Il regime ha messo in relazione il blackout con la sessione straordinaria dell'Assemblea Generale dell'ONU tenutasi il 7 luglio, durante la quale 136 paesi hanno votato a favore di discutere l'embargo statunitense contro Cuba.
Marrero ha utilizzato l'hashtag #CubaNoEsUnaAmenaza, slogan centrale della campagna diplomatica che il governo cubano ha promosso nelle ultime settimane insieme al presidente Miguel Díaz-Canel.
Il ministro dell'Energia e delle Miniere, Vicente de la O Levy, si è espresso anche su X e ha riconosciuto la gravità della situazione.
La narrativa ufficiale omette le cause strutturali della crisi: le termoelettriche cubane accumulano tra i 40 e i 60 anni di età senza manutenzione integrale, e la Centrale Termoelettrica Antonio Guiteras è uscita dal sistema 17 volte dall'inizio del 2026 senza ricevere manutenzione capitale dal 2010.

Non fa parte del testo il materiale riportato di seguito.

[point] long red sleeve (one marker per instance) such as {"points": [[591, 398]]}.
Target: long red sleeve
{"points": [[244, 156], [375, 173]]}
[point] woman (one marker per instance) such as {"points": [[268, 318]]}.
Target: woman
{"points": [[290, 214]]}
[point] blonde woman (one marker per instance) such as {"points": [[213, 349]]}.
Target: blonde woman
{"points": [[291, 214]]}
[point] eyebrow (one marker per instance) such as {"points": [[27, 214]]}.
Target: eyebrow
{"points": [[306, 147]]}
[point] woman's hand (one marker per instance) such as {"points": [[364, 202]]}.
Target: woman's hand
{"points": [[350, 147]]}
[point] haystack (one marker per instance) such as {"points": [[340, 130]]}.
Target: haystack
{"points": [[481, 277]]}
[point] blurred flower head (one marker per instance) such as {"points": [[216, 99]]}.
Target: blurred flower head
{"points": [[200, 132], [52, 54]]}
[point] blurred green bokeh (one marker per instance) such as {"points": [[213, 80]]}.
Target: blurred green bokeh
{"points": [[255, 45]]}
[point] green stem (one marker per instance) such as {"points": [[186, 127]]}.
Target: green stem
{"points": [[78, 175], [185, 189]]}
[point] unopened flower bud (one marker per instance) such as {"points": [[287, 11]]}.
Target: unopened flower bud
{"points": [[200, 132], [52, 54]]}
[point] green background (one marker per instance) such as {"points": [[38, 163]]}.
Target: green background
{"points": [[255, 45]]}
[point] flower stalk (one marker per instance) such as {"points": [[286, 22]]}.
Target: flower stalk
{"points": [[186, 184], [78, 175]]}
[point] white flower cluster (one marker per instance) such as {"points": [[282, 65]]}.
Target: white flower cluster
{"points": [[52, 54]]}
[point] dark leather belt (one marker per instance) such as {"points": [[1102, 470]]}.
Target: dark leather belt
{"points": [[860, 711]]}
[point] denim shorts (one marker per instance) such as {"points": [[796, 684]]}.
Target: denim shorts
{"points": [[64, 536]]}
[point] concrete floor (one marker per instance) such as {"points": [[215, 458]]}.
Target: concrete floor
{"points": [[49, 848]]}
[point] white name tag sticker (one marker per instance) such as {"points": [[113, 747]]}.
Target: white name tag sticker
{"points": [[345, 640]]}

Il sistema operava questo venerdì con una disponibilità di appena 935 MW rispetto a una domanda di 3.100 MW, con un deficit proiettato superiore a 2.100 MW.
Inoltre, 106 centrali di generazione distribuita rimanevano paralizzate per mancanza di combustibile, il che rappresenta 890 MW aggiuntivi fuori servizio.
Il maggiore deficit energetico della storia del paese è stato registrato appena due giorni prima, l'8 luglio, quando si è raggiunto un deficit di 2.341 MW e il 73% della popolazione è stata colpita simultaneamente.
In alcune zone di Matanzas i blackout sono arrivati a 87 ore consecutive, mentre a L'Avana la media è di 15 ore al giorno senza elettricità.
Il blackout è avvenuto la vigilia del quinto anniversario delle proteste dell'11 luglio 2021, il più grande scoppio sociale a Cuba dal 1959, in parte provocato dai medesimi blackout e dalla scarsità che oggi persiste, scatenando una serie di commenti ironici sui social media.
La reazione dei cubani di fronte alla nuova caduta del SEN ha incluso messaggi come: "Ricordate che domani è l'11 luglio. È andato il 10 e non ritorna fino al 12".
La Ordinanza Esecutiva firmata dal presidente Donald Trump il 29 gennaio ha imposto sanzioni secondarie ai paesi che esportano combustibile a Cuba, il che ha interrotto l'approvvigionamento venezuelano e messicano, aggravando una crisi di lunga data.